Why Hausa speech recognition is a hard problem
Hausa is spoken by approximately 70 million people as a first language, with another 20–30 million using it as a lingua franca across West Africa. It is the dominant language of northern Nigeria — Kano, Kaduna, Sokoto, Katsina, Bauchi — and the commercial language of huge swaths of the Nigerian economy. Yet if you search for "Hausa speech to text API" today, you will find almost nothing useful. A few academic papers. Some references to Mozilla Common Voice's small Hausa dataset. Nothing a developer can call and ship against.
The technical reasons for this gap are real:
- Limited training data. The largest publicly available Hausa speech corpus at time of writing is approximately 8 hours in Mozilla Common Voice — a fraction of what English STT systems train on (thousands of hours). The Masakhane project has contributed text corpora but speech data remains scarce.

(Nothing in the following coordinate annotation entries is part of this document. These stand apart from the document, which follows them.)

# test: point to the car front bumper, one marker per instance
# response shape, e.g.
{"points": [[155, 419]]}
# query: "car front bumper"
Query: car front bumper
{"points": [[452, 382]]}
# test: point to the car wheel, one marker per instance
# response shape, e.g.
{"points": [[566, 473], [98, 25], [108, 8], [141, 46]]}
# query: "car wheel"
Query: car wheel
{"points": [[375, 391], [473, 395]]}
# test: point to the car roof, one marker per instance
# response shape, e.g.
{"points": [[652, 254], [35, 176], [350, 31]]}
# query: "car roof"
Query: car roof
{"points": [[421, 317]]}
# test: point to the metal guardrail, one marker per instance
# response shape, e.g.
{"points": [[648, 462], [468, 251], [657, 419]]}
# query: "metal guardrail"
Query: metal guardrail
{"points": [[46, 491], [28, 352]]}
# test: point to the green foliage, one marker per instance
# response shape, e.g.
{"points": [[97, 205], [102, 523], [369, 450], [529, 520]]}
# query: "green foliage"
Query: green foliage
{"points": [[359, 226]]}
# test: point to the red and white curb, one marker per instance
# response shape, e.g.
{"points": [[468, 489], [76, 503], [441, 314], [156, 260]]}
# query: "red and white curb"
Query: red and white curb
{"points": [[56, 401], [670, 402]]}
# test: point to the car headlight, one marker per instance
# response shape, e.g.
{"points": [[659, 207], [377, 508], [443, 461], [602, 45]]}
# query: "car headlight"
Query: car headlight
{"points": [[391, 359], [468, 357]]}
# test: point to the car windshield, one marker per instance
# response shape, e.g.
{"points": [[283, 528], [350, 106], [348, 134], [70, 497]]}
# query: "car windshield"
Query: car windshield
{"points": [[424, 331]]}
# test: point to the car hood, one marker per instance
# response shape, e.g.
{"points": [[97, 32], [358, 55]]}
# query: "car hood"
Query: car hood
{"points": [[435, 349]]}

- Distinctive phonology. Hausa has phonemes that do not exist in English: ejective consonants (ƙ, represented as /k'/ phonetically), implosive consonants (ɓ and ɗ), and long/short vowel distinctions that are phonemically contrastive. A model trained on English will simply mishear these sounds.
- Diacritic complexity. Correct Hausa text uses characters like ƙ (hooked k), ɗ (hooked d), ɓ (hooked b), and the standard extended Latin vowels. Many transcription pipelines silently strip these to plain ASCII, producing text that is technically wrong — changing meaning in ways that matter for downstream NLP.
- Code-switching is the norm. In real Nigerian Hausa speech, speakers regularly switch between Hausa and English within a single sentence. A transcription system that can only handle monolingual Hausa will fail on most real-world recordings.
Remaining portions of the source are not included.